Chilkat Valley News - Serving Haines and Klukwan, Alaska since 1966

 
 

Police hope to revive reserves

 

February 10, 2011



The Haines Borough Police Department is seeking applicants for the reactivation of its volunteer reserve police officer program.

Reserve officers accompany department officers and help with arrests, traffic enforcement and investigations, crowd and traffic control at events, and emergencies.

"There has, in the past, been a reserve program, and it’s actually set in borough code to have a reserve program," said chief Gary Lowe. "It’s something that I wanted to do and had tried to do two years ago, but at the time, there wasn’t interest for it."

Borough code states reserve officers "shall have all powers vested in the regular policemen and shall assist the chief," and volunteers also will be provided workers’ compensation insurance.

Applications are available at http://www.hainesborough.us. The deadline is 5 p.m. Thursday, Feb. 24.

Lowe aims to begin reserve officer training in Haines this spring, with sufficient interest. The officers will handle firearms and study ethical and legal issues, such as confidentiality.

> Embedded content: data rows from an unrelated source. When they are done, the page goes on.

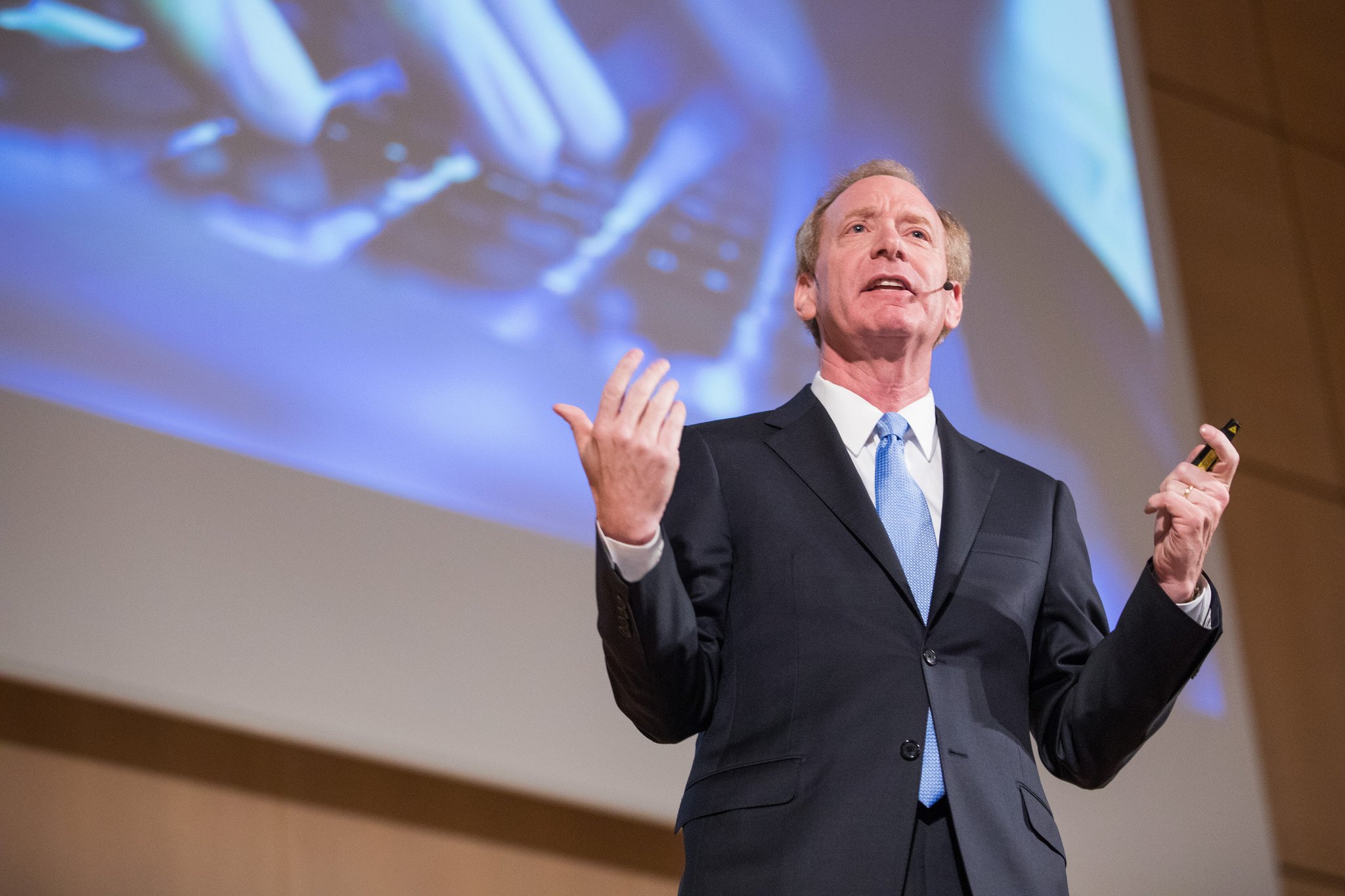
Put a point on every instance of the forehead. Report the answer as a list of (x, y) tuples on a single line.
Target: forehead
[(891, 196)]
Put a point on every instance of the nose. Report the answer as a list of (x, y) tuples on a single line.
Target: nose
[(888, 244)]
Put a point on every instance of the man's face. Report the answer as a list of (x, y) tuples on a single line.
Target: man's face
[(880, 273)]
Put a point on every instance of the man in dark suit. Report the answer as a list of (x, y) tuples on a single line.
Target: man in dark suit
[(864, 613)]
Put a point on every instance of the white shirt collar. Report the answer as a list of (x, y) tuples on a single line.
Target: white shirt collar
[(856, 419)]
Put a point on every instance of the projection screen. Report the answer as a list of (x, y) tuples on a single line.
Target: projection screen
[(347, 255)]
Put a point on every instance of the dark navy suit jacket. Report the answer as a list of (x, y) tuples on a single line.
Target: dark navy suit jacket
[(779, 628)]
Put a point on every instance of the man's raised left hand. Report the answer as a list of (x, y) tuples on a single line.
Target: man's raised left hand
[(1188, 507)]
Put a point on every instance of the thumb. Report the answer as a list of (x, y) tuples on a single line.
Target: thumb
[(580, 425)]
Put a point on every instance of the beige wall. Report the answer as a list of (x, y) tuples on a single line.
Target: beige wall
[(1248, 101), (102, 800)]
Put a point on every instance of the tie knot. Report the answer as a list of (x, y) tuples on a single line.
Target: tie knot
[(892, 423)]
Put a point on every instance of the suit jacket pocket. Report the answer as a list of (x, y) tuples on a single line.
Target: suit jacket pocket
[(1007, 545), (768, 782), (1040, 820)]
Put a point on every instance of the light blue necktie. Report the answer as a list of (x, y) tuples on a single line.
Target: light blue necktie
[(906, 516)]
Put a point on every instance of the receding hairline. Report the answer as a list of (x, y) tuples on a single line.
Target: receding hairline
[(870, 211)]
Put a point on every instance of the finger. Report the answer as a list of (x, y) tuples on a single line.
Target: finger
[(638, 395), (609, 405), (580, 425), (1223, 446), (657, 410), (670, 436)]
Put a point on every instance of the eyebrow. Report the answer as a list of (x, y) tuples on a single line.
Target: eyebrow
[(870, 211)]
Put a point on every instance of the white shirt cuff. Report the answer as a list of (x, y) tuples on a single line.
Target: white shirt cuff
[(634, 561), (1199, 608)]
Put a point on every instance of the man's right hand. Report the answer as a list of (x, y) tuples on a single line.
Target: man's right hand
[(630, 453)]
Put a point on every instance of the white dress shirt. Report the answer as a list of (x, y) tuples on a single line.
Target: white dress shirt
[(856, 421)]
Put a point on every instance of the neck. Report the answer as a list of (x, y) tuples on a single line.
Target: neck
[(888, 383)]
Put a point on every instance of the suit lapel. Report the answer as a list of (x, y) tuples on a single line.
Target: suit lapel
[(967, 481), (808, 442)]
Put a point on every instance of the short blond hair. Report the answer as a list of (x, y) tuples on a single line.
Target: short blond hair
[(808, 240)]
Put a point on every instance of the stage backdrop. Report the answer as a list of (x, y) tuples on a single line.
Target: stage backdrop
[(358, 250)]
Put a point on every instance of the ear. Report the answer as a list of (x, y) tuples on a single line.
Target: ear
[(953, 309), (806, 297)]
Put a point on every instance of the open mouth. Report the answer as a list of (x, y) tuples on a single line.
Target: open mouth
[(888, 282)]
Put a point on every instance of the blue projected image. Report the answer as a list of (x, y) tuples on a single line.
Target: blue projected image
[(377, 240)]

"I would guess it’s probably at least an 80-hour training, and that would be spread over, probably, several weekends," Lowe said.

Applicants must have a high school diploma or equivalent, be a resident and have no felony convictions.

"I think volunteers in any sort of police work are great for us, because the more eyes that we have out there, the better off we are," Lowe said. "A lot of times, we have officers who are out there, working by themselves, and if we can have a reserve officer that’s working side by side with them, it’s an extra, added bit of security for the officers. It also gives us a force to draw on for special events."

He said the borough could have up to eight reserve officers.

"One or two is not really going to help us," Lowe said. "If we’re going to be giving some extensive training, to put that time in for one or two people is kind of counterproductive. If we can do it for four or five, certainly, that would be a better fit for us."

The department currently has five sworn police officers, including Lowe.

"We’re not going to have an occasion where a reserve officer is going to be handling a call on his own," he said. "He or she will be assigned with a sworn officer and will be there as an assistant to the officer."

Lowe said reserve officers might serve about four hours a week, following their training.

"I’m anticipating them wanting to come in at times when it’s busier out there, and, of course, that’s when we need them the most, and that’s when they’re going to get the most enjoyment out of putting the time in."

Lowe said a few people in recent months have expressed interest in becoming reserve officers, so he moved forward with an attempt to reactivate the program that has been on hold since before his hire in June 2008.

Former police chief Greg Goodman, who served in the department 17 years, said participation peaked at about four reserve officers during his tenure.

"It was an opportunity for members of the public to get a taste of police work to see if they were interested in maybe becoming a police officer," Goodman said. "It also gave the police department an opportunity to show the public what it was we did, and how we did it, in a way, maybe, that they would better understand."

He said some reserve officers were surprised by the department’s workload, especially when it came to paperwork. "It’s not just as simple as getting in a car and writing a parking ticket; there’s a lot more to it than that," Goodman said.

He said recruiting more volunteers was difficult, but noted Bill Stacy stayed with the program throughout his entire run as chief.

Stacy is a retired mental health director who started as a special commissioned police officer in the 1980s and then joined the department’s reserve program.

"We had a very high alcohol and drug problem here in Haines, so I wanted to do public service and try to be of help with that," Stacy said.

He attended training at a Sitka police academy, and Stacy said his efforts focused on prevention. He said his most dangerous task was backing up officers when they faced armed suspects.

Stacy said he plans to continue as a reserve officer. He said his role builds camaraderie with other officers and the community.

"Several of the people we had did go on to become police officers," Stacy said. "I think mine had to do with my age; I was older and already had a profession, so that never was my goal."